When the final whistle sounded on Major League Soccer's Western Conference finals Sunday, it was hard to tell the victors from the vanquished.

On one side of the field the Seattle Sounders, 2-1 winners, saw their livid captain Osvaldo Alonso charge the officials, earning a red card. On the other side, Los Angeles Galaxy players embraced, pumped their fists and generally went wild, celebrating a title and collecting a trophy they won despite losing.

Welcome to the MLS postseason, where things aren't always what they seem. Because despite being outplayed, outhustled and outclassed on a rainy, bone-chilling night at CenturyLink Field, the Galaxy is going on to the league championship game and the Sounders are going home, Seattle having lost the two-game series on aggregate goals, 4-2.

"We didn't play particularly well, there's no question about that," said coach Bruce Arena, whose team won the first leg of the playoff, 3-0. "But we did what we came here to do, advance into the MLS Cup finals. We won this competition and deserve to move forward."

Forward being a Dec. 1 championship game against the Houston Dynamo, the team the Galaxy beat in last year's MLS Cup final at the Home Depot Center in Carson, Calif. And because Arena's team had a better regular-season record than Houston, the Galaxy will again play host to the title game.

"The same teams in our stadium again. So we'll take it," striker Robbie Keane said. "The most important thing is we're in the final."
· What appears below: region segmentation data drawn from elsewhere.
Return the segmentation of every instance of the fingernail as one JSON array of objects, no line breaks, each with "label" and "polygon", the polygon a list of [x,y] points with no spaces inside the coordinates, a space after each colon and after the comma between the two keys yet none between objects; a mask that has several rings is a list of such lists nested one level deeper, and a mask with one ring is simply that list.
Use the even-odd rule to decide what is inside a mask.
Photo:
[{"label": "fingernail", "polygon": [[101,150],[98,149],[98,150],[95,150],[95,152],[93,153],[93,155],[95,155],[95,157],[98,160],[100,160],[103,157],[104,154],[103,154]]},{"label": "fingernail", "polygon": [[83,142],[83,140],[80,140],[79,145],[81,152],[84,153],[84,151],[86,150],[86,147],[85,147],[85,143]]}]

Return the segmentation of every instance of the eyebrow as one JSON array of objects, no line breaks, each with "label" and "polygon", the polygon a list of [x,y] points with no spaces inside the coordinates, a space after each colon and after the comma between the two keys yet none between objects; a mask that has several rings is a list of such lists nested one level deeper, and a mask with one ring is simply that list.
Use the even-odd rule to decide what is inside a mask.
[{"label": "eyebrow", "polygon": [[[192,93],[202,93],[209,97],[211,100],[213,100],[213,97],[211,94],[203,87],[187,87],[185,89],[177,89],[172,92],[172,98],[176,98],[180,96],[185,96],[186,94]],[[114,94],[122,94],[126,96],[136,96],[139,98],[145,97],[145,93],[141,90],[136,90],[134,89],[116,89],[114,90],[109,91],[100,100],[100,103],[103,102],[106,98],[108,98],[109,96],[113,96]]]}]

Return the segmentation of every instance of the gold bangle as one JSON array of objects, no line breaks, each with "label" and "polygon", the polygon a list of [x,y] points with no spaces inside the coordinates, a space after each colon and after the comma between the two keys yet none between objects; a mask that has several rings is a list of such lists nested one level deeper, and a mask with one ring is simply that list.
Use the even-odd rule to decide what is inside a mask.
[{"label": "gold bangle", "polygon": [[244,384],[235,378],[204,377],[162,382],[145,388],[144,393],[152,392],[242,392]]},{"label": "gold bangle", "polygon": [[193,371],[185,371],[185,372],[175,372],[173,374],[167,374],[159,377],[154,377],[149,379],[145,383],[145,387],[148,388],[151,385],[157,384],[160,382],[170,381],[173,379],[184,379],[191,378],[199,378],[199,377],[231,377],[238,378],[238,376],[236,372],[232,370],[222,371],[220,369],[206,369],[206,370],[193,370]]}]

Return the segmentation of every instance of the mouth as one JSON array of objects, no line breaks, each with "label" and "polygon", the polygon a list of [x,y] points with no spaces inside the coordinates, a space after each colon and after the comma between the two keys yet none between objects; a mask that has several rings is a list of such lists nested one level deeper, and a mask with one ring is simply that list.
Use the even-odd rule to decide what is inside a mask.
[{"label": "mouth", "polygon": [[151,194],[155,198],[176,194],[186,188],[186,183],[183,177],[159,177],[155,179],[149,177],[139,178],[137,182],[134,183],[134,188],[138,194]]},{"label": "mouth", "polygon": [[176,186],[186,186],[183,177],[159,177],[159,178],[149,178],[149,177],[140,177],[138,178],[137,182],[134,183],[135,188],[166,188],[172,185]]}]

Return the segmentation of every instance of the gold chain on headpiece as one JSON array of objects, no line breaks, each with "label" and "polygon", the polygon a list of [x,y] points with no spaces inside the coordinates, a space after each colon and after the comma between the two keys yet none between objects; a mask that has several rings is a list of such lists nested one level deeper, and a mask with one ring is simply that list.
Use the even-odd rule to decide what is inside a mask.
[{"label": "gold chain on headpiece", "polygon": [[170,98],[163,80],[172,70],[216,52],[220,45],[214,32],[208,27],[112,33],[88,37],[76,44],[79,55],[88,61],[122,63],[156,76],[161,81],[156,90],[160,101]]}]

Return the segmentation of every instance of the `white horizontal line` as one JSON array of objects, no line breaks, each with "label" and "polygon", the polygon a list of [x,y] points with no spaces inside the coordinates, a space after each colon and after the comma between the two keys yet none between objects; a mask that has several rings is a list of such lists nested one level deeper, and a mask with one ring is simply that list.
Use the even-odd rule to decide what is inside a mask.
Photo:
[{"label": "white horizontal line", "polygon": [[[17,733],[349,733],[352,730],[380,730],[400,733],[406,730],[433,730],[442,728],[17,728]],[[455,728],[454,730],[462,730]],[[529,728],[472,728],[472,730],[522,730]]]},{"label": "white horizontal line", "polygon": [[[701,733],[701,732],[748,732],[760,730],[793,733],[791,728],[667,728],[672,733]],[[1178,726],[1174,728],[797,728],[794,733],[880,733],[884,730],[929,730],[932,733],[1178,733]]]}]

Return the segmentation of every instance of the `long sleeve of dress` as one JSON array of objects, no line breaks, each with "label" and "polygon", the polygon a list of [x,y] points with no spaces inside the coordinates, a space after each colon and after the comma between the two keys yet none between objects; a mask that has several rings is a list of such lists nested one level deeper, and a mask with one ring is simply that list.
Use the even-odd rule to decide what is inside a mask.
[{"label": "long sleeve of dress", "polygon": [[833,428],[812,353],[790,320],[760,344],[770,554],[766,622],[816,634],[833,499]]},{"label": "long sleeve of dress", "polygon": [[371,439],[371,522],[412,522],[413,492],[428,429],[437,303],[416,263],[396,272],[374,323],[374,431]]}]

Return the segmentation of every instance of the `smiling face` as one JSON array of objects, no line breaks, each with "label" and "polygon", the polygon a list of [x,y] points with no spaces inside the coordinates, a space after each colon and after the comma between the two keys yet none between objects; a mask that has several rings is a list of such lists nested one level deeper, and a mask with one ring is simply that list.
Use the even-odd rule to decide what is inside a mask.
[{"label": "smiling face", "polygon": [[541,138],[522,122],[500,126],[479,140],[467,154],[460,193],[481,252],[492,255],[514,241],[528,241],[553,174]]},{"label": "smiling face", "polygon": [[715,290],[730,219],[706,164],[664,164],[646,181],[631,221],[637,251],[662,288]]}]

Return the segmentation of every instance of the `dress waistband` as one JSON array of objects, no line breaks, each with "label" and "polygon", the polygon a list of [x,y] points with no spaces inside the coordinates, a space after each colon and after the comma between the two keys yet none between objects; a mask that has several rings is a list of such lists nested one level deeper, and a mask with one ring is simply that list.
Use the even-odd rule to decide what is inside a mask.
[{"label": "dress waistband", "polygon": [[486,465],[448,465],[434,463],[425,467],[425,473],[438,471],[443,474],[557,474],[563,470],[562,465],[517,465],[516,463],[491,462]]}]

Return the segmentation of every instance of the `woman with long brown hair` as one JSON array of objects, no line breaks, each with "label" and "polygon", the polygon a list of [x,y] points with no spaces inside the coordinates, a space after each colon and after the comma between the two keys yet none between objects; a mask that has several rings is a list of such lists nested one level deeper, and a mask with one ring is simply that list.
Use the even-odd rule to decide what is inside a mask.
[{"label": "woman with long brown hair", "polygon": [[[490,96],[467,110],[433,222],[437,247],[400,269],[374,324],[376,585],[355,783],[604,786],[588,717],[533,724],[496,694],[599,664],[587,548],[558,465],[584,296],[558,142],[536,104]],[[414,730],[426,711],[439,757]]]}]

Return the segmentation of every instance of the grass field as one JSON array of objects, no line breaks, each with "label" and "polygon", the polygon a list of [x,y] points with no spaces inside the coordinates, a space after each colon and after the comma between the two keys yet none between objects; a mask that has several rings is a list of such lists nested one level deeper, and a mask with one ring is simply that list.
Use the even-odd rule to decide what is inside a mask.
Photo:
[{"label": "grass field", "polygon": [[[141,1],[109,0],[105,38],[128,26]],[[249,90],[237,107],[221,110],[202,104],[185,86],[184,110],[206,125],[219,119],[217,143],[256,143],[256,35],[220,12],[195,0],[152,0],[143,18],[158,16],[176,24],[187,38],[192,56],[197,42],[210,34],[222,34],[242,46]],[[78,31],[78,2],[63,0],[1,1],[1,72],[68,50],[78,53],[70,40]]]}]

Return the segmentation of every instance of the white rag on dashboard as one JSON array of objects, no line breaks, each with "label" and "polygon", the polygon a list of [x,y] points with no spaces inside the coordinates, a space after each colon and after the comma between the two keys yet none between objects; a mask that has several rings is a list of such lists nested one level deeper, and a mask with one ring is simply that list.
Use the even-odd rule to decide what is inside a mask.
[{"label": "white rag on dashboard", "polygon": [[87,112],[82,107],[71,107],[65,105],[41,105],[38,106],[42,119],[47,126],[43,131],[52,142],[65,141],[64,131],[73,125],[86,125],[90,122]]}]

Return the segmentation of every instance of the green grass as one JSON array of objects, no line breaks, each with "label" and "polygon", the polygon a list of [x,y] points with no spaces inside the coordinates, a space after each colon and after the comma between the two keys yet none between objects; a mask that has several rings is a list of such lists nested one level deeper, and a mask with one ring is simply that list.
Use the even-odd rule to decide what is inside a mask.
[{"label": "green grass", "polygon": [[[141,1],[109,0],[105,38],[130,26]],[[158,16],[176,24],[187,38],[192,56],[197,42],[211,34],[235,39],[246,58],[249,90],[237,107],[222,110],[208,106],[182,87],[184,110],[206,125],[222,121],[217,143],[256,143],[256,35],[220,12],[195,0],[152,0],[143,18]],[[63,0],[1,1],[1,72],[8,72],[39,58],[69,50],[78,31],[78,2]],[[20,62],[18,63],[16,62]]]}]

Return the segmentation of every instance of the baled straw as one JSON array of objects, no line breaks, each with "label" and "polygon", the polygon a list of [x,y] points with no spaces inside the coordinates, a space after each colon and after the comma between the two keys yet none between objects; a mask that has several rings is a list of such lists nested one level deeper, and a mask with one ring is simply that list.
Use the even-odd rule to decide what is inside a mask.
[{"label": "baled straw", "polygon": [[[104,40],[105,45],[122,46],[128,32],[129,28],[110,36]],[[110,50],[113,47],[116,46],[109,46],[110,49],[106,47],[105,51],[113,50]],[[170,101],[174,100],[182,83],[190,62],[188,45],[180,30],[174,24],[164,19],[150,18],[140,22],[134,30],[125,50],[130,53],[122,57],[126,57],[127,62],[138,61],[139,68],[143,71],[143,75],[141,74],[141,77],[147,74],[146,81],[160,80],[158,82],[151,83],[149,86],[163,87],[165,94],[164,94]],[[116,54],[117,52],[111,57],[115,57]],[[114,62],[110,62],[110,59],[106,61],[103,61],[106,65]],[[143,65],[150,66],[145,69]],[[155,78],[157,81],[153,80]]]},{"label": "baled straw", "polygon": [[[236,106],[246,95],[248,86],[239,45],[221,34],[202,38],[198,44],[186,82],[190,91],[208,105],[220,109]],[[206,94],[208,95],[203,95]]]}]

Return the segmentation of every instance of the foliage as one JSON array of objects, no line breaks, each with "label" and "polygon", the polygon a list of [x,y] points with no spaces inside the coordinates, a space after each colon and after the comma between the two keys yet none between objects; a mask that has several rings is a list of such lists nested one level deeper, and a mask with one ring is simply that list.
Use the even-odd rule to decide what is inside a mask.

And the guy who played the most important part in getting the Galaxy there was Keane, whose penalty-kick goal in the 68th minute - his fifth score in three games - deflated an urgent Seattle attack and silenced a crowd of 44,575. What's more, it was the handball call against Adam Johansson to set up the penalty kick that had the Sounders livid afterward.

Needing to beat the Galaxy by three goals just to force overtime, the Sounders came out with an urgency that went unmatched by the Galaxy who, playing without injured captain Landon Donovan, chased the game all night. Seattle's energy was rewarded in the 12th minute when Eddie Johnson took a long through ball from Zach Scott up the left wing and, with defender Omar Gonzalez hanging on, lined a left-footed shot from the middle of the box into the lower left corner.

Johnson had beaten goalkeeper Josh Saunders a minute earlier, taking a pass from Christian Tiffert in the box and one-timing a shot into the center of the net but that score was disallowed by an offside call.

The Sounders didn't let up, though, and when Scott scored on a diving header 12 minutes into the second half the momentum was clearly with Seattle.

Keane stopped that with a nifty play nine minutes later, taking the ball up the left side of the penalty area despite some close marking from Johansson, who eventually pinned Keane against the end line.

With nowhere to go, Keane tried to send a wrong-footed cross toward the goal but the ball struck the defender in the left hand instead, earning a penalty call from referee Mark Geiger, a penalty Keane converted.

"You can't try to get a penalty in that situation. I was just trying to get the ball across and the referee gave a penalty," Keane said. "So lucky for us. Certainly they were the better team tonight. There's no question about that.

"But at the end of the day we're in the final, so that's all that matters."